Our identifying assumption is therefore that even if selection into road connectivity could be determined by many factors in general, these factors are not likely to change discontinuously at these population thresholds. Hence, if these rules were followed by the officials in charge, which we can test, we can estimate the effect of road connectivity on financing outcomes using a discontinuity design. Note that throughout the paper, we will use thresholds of 500 and 1,000, but not 250, because there are no villages below the 250 population threshold where our bank lends.
Papers before us, for example, Asher and Novosad (2020) have used PMGSY-based discontinuity before, and have shown its validity/strength as an instrument. However, their results were for six states of India, not just for Odisha or Uttarakhand. We show that instrument strength/validity extends to Odisha and Uttarakhand, as well as to our bank-lending sample in the next sections.
2.2 Empirical strategy
Our bank data comes from villages in Odisha and Uttarakhand. We first test for threshold manipulation under the PMGSY program. This is important to understand whether, for example, a powerful politician was getting local officials to systematically classify some villages with populations below the threshold as being above it, so that these villages get roads. This can be problematic for identification, since then we will not know whether any lending effect we identify in these villages that get roads is indeed attributable to the road connectivity, or to the same politician’s simultaneous influence on bank lending. To make sure that our estimates are not confounded by such issues, we use population figures from the 2001 census, – which was conducted before the finalization of the PMGSY policy cutoffs. While this may produce noise in the estimates if the road-building authorities used more updated figures, it ensures validity.4 Still, we check for any indication of manipulation using tests for discontinuities in the density of our running variable, population (McCrary 2008).
In Figure 1, where we plot the histogram of villages in Odisha by population, we can see that there are no discrete jumps in population around the PMGSY thresholds of 500 and 1,000, indicating no manipulation for these thresholds. In Figure 2, we provide a formal test of discontinuity following McCrary (2008). To provide one summary test, we first combine our thresholds of 500 and 1,000 into one above-cutoff variable. We do so through a normalized measure of village population, which we create by subtracting the closest threshold from each village’s population; our above-cutoff variable takes the value of one for villages with normalized populations just above zero.5 The point estimate for the discontinuity at the cutoff is 0.08, with a standard error of 0.058; so we fail to reject the null hypothesis of no discontinuity in the running variable.

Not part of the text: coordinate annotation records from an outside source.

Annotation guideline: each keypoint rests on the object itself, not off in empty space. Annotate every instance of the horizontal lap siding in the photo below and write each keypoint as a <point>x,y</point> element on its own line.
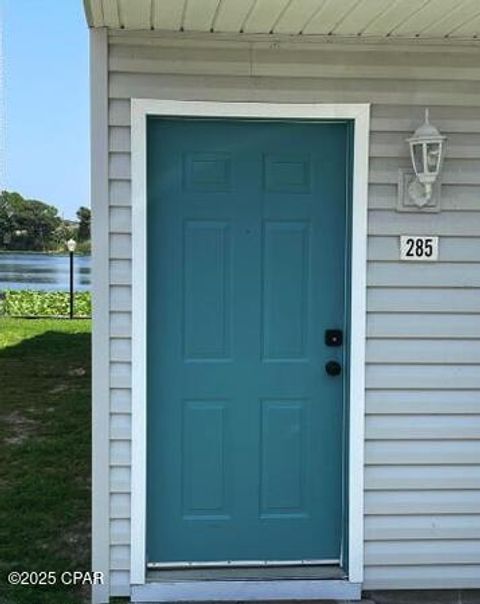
<point>422,499</point>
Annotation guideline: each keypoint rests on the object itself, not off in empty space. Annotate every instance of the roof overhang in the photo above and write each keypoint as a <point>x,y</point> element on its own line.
<point>430,20</point>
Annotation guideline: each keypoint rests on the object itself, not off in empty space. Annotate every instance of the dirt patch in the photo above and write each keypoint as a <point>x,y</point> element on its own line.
<point>20,428</point>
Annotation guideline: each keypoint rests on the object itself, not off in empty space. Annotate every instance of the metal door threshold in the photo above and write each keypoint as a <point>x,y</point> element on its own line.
<point>245,590</point>
<point>264,573</point>
<point>241,563</point>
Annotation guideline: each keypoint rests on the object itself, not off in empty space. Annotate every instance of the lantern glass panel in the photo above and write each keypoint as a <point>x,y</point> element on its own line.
<point>433,157</point>
<point>417,156</point>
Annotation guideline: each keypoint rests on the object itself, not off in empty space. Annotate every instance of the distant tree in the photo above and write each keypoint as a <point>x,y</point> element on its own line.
<point>27,224</point>
<point>84,216</point>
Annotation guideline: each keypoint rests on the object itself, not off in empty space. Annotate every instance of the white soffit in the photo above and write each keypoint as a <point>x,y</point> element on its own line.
<point>424,19</point>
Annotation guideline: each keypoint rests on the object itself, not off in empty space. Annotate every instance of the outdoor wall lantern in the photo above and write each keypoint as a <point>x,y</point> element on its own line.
<point>427,150</point>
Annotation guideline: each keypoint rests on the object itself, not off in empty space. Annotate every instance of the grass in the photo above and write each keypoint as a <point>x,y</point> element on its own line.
<point>45,455</point>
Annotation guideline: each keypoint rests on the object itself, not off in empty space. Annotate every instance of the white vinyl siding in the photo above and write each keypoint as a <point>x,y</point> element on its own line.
<point>422,475</point>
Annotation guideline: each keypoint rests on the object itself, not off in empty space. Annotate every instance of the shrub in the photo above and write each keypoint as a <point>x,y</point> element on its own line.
<point>29,303</point>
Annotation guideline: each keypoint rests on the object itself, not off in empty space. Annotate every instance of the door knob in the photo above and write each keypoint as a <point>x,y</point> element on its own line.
<point>333,368</point>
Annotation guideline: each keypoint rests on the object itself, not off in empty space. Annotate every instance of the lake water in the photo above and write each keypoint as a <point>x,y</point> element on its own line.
<point>43,272</point>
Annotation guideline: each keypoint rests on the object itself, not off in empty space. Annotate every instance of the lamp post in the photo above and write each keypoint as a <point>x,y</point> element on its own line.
<point>71,247</point>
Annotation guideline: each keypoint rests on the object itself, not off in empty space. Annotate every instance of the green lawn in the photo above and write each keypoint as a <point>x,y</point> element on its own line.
<point>44,455</point>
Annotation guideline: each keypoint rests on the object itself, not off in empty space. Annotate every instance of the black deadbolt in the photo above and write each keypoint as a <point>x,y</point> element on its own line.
<point>333,368</point>
<point>333,337</point>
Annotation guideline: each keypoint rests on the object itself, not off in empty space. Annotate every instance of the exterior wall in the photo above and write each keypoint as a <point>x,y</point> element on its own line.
<point>422,474</point>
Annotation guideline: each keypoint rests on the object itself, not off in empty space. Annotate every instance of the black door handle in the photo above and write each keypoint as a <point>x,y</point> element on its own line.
<point>333,368</point>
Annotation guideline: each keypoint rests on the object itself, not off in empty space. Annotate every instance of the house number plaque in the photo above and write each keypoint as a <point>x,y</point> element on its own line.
<point>418,248</point>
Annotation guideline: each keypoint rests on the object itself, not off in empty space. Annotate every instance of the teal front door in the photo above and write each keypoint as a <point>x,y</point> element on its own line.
<point>247,239</point>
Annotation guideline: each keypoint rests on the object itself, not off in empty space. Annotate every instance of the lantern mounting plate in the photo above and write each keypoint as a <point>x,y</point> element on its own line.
<point>411,194</point>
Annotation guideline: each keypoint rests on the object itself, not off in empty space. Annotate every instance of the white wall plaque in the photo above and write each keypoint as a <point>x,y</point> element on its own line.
<point>418,248</point>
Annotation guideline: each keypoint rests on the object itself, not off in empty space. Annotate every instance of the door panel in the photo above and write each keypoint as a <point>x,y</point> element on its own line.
<point>247,231</point>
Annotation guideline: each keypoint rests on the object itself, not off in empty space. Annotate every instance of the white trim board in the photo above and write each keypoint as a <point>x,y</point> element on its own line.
<point>360,114</point>
<point>100,293</point>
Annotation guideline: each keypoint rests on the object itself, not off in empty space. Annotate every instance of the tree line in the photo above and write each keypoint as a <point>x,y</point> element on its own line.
<point>32,225</point>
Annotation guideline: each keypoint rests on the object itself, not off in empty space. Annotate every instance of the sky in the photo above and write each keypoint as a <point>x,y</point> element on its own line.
<point>46,102</point>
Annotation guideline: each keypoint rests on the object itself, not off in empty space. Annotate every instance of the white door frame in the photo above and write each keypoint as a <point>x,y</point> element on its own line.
<point>360,114</point>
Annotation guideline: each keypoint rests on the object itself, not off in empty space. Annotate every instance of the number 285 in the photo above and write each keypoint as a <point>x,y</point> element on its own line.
<point>419,247</point>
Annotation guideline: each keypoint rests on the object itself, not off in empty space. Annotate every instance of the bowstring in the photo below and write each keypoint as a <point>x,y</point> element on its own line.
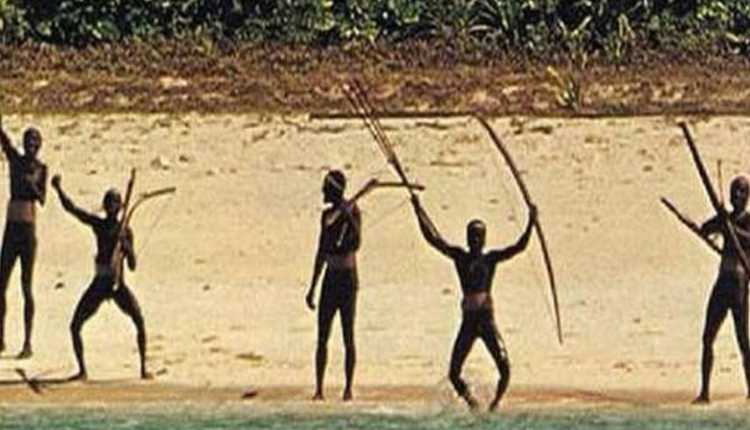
<point>516,222</point>
<point>157,219</point>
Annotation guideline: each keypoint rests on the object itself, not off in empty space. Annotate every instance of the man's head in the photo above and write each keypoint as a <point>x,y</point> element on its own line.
<point>333,186</point>
<point>476,232</point>
<point>112,202</point>
<point>32,141</point>
<point>739,192</point>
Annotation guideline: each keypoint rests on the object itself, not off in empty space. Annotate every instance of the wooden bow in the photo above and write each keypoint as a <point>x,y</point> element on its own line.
<point>537,226</point>
<point>714,198</point>
<point>360,102</point>
<point>127,215</point>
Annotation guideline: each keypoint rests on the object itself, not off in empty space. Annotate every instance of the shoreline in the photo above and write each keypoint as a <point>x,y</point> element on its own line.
<point>414,398</point>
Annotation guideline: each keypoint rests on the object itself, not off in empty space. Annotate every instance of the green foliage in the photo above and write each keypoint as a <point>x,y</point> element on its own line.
<point>608,28</point>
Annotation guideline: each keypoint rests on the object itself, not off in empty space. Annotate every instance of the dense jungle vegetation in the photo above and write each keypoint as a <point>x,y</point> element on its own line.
<point>613,30</point>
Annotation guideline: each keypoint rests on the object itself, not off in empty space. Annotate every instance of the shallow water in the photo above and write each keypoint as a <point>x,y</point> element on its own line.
<point>234,418</point>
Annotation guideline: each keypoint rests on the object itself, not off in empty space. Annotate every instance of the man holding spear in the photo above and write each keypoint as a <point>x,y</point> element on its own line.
<point>730,291</point>
<point>340,235</point>
<point>731,288</point>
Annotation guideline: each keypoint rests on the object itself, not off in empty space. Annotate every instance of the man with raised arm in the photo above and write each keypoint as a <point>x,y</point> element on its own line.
<point>476,271</point>
<point>337,246</point>
<point>730,290</point>
<point>108,282</point>
<point>28,179</point>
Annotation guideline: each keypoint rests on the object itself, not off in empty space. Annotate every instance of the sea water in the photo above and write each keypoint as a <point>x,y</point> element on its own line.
<point>137,418</point>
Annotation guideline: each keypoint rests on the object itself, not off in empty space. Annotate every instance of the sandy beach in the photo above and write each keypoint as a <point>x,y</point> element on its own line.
<point>225,263</point>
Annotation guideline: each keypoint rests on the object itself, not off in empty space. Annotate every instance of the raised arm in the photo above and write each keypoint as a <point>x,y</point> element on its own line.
<point>711,226</point>
<point>503,254</point>
<point>11,153</point>
<point>68,205</point>
<point>128,248</point>
<point>429,231</point>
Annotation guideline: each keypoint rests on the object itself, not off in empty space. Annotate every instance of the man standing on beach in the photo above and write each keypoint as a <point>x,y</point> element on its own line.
<point>731,287</point>
<point>28,179</point>
<point>108,282</point>
<point>338,243</point>
<point>476,271</point>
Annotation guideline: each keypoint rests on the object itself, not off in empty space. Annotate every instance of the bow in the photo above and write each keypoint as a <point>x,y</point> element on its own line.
<point>127,215</point>
<point>715,202</point>
<point>360,102</point>
<point>537,226</point>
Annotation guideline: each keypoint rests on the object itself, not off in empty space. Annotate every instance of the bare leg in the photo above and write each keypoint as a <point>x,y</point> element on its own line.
<point>87,307</point>
<point>494,343</point>
<point>326,313</point>
<point>715,315</point>
<point>461,348</point>
<point>348,312</point>
<point>739,314</point>
<point>127,303</point>
<point>27,272</point>
<point>8,256</point>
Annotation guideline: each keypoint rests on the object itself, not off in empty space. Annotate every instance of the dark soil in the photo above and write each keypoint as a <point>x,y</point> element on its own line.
<point>209,78</point>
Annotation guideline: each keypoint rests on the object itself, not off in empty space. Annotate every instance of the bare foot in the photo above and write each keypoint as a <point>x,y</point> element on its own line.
<point>494,404</point>
<point>80,376</point>
<point>25,353</point>
<point>471,401</point>
<point>250,394</point>
<point>701,400</point>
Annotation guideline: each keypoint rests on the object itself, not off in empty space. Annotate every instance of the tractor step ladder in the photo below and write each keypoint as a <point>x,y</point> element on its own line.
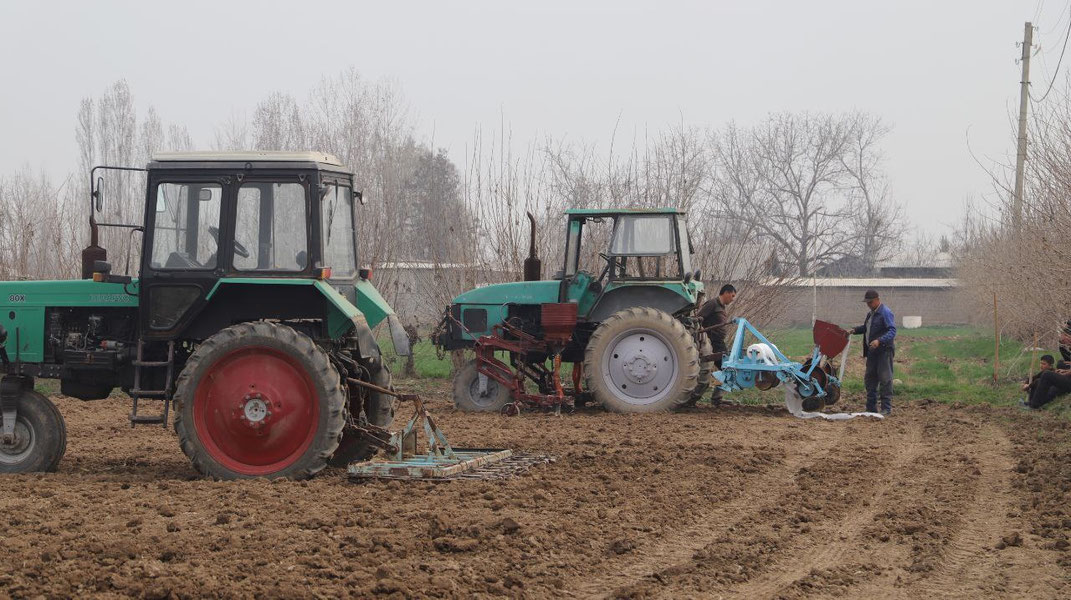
<point>164,394</point>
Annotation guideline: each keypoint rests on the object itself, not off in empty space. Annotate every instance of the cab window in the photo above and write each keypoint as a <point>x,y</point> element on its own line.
<point>336,224</point>
<point>186,228</point>
<point>645,246</point>
<point>270,233</point>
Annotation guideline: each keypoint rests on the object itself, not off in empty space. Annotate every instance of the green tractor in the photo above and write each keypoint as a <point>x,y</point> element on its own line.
<point>622,311</point>
<point>250,316</point>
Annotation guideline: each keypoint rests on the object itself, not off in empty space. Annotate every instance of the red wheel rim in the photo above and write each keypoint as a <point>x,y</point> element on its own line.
<point>256,410</point>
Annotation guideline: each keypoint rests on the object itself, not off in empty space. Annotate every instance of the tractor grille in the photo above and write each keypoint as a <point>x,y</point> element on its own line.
<point>559,320</point>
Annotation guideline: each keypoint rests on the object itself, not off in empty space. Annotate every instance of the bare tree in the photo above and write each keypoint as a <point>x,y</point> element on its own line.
<point>802,180</point>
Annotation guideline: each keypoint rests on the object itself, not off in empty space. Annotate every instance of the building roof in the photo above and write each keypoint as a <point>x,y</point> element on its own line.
<point>875,283</point>
<point>247,156</point>
<point>607,211</point>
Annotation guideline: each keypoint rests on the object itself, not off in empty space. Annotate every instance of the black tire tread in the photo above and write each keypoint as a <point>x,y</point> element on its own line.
<point>678,334</point>
<point>54,430</point>
<point>463,380</point>
<point>703,384</point>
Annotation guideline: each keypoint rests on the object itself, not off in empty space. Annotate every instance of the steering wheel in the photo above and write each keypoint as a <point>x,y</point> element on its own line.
<point>239,249</point>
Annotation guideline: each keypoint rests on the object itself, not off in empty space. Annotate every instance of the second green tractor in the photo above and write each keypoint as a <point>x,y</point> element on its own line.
<point>621,310</point>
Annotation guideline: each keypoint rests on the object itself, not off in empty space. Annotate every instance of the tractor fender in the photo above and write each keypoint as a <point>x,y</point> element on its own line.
<point>628,296</point>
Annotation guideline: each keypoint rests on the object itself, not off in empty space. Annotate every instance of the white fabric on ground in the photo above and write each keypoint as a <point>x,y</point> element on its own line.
<point>795,404</point>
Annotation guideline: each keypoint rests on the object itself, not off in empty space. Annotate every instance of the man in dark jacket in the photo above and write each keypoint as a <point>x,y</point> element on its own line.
<point>715,320</point>
<point>879,334</point>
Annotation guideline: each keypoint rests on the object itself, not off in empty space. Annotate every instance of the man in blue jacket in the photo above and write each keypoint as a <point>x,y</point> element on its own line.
<point>879,334</point>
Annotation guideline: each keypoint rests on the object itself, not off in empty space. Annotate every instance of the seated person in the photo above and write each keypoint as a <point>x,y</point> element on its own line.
<point>1050,385</point>
<point>1066,342</point>
<point>1046,364</point>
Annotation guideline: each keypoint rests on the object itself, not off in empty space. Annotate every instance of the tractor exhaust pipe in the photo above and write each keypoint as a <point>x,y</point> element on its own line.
<point>533,267</point>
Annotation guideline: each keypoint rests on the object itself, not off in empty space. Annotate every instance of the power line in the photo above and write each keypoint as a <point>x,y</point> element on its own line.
<point>1058,62</point>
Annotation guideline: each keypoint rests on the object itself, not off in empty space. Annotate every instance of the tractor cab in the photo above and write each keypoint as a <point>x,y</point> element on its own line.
<point>216,220</point>
<point>249,316</point>
<point>621,310</point>
<point>607,251</point>
<point>613,259</point>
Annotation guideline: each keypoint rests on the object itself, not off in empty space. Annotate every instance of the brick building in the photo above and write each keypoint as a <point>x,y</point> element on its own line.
<point>938,301</point>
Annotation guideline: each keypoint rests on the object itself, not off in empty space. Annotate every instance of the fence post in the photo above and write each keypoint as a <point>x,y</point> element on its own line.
<point>996,339</point>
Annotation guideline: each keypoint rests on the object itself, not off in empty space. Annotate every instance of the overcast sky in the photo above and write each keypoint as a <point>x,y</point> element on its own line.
<point>934,71</point>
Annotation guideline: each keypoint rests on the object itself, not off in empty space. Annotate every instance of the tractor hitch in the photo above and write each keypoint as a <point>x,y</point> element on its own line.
<point>403,459</point>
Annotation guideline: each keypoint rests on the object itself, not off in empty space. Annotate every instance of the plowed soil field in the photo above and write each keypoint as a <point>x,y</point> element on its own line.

Distribution of village populations around different population thresholds as outlined under the PMGSY guidelines
This figure is a histogram of village populations as recorded during the 2001 population census. The vertical lines represent the program eligibility cutoffs as defined in PMGSY at 500 and 1,000. The sample consists of villages in Odisha and Uttarakhand that did not have paved roads at the start of our sample.

McCrary test for discontinuity in the running variable
This figure plots nonparametric regressions of the distribution following McCrary (2008), testing for a discontinuity at zero. The village population is normalized by subtracting the population threshold by either 500 or 1,000. The sample consists of villages in Odisha and Uttarakhand that did not have paved roads at the start of our sample. The point estimate for the discontinuity is 0.080, with a standard error of 0.058.
Second, in Figure 3, we examine the geographic clustering of above- versus below-cutoff villages in our two states, and find that the above- and below-cutoff villages come from geographically proximate areas within each state.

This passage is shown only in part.